Scientific progress goes 'boink'

Ph.D. Candidate
Princeton University
Department of Computer Science

The Case for Learned Index Structures

(link) Tim Kraska, Alex Beutel, Ed H. Chi, Jeffrey Dean, Neoklis Polyzotis

Main idea

  • What is the problem? Efficiently access data under different scenarios. An old problem.
  • Why is it important? Lots of data that needs to be searched.
  • What is the approach? Treat indexes as models that can be specified (e.g., B-Trees) or learned
  • What is the result? 70% speedup while saving > 1 OOM of space

Notes

Main points

  • Databases use models of / assumptions about data already
  • However, typically assumes much less about data than might be fruitful; if we can make more assumptions without incurring too much cost (e.g., inflexibility, guarantees), can we improve performance?
  • Training / executing models becoming very fast, especially with growing parallelism and simple operators
  • Must be absolutely clear about guarantees and tradeoffs
  • No point in ML for ML’s sake. Don’t be shy about using a hybrid approach

Range index

  • If data is sorted, think of range index as model to predict cumalitive distribution function (CDF). The CDF gives the density of items before the item we care about, so we can get a very good estimate of where the range we care about is if our model of the data’s CDF is good
  • Traditional models are very good at overfitting in the local case. Consider hybrid approaches that use ML to get to approximate location and then traditional model for last-mile search

Recursive model index

  • Use a hierarchy of small models rather than one large model

Point index

  • Use neural nets as a learned hashing function to reduce collisions.

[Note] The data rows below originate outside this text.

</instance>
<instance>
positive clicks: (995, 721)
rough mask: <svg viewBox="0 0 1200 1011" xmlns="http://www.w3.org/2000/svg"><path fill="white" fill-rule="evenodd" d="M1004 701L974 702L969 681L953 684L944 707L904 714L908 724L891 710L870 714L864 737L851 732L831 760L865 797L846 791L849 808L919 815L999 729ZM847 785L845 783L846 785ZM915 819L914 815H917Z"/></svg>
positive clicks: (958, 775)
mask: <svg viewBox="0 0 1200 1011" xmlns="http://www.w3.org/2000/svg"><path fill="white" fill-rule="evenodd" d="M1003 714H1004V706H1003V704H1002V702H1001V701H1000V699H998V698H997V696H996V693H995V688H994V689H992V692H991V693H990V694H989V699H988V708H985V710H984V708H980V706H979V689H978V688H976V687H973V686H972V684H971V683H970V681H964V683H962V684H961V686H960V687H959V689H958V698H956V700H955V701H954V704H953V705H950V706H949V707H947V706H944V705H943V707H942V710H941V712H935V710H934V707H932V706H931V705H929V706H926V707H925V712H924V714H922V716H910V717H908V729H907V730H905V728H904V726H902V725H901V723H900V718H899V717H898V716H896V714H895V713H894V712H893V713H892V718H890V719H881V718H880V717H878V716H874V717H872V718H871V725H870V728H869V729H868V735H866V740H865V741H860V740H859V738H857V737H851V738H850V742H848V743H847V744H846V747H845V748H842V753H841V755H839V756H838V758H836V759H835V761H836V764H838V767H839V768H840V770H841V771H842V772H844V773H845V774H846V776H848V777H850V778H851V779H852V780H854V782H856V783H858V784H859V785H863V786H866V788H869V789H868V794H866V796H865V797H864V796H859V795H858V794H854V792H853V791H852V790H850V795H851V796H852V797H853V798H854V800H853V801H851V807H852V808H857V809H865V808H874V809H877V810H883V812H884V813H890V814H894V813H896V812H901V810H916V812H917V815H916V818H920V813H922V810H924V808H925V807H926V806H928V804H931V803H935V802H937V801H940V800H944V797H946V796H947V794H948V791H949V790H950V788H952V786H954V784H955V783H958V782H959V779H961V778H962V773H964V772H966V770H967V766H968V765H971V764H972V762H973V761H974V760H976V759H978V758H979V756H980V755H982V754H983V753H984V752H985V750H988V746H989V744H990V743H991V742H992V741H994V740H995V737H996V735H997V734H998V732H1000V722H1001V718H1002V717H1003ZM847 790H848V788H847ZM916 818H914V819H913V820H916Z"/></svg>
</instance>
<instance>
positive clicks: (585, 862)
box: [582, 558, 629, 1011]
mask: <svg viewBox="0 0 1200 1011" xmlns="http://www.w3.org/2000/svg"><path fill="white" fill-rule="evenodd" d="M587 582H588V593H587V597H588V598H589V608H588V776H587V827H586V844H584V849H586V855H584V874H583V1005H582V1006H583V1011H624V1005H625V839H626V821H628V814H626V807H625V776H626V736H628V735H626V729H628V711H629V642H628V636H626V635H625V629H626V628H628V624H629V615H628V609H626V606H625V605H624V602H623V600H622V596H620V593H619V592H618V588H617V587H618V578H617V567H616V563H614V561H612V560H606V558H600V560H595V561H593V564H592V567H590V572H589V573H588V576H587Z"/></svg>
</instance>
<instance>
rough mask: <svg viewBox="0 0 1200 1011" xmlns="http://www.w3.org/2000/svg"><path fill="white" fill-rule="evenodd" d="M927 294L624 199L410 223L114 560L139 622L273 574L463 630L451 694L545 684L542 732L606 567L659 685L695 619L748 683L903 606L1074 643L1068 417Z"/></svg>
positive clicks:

Just scale the CDF to size of hash map

Existence index

  • Use learned bloom filter as classifier
  • But other classifiers could also work

Questions

Extension ideas

  • The authors sketch some ideas for write-heavy loads
  • Authors make no claim about exhaustively searching models
  • Data domains / simple decisions based on rich data may benefit most immediately, but what about more complex decision-making domains?